The 2003 result was much more appealing.


----------



## monty (Mar 12, 2006)

Bienvenue, Legerdemain! I am curious about your Nom de Plume! Perhaps you could expand on this? Are you a performing magician?
Cheers!
Monty


----------



## Dutch (Mar 12, 2006)

Monty-Does making food disappear count?? :D


----------



## monty (Mar 12, 2006)

Dutch,
    Only if accompanied by incredulous OOOHS and AAAHS! And no apparent lip or jaw movement!
Cheers!
Monty


----------



## Dutch (Mar 12, 2006)

Sort of like ventriloquism? (Something I learned for a speach class in Jr. High School).  If you could watch me type, you will notice that my lips do not move! :P :D


----------



## monty (Mar 12, 2006)

OK, OK I will explain myself! The French term, "Leger de Main" when freely translated means, "Slight of Hand". It is a term used for "magicians" who make things appear and disappear from their hands.

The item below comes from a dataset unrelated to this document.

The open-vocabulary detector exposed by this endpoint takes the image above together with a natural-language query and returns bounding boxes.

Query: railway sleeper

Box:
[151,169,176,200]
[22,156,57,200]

I just found it curious that our newest family member used that term as a logon. Nuff?
Cheers!
Monty


----------



## legerdemain (Mar 12, 2006)

No significance to the name, I just like the word.  Most people don't know what it means, you're the first in a looong time.


----------



## monty (Mar 12, 2006)

Please understand, LGD, that before settling into a peaceful "Don't Bother Me" existence in the Northeast Kingdom of Vermont I was world travelled and I am fluent in several languages. The name you chose to be known by sort of tickled me! So your secret is no longer a secret and a bit more of my past is exposed! Welcome to the forum and I truly hope to learn from you as you learn from us!
Cheers!
Monty


----------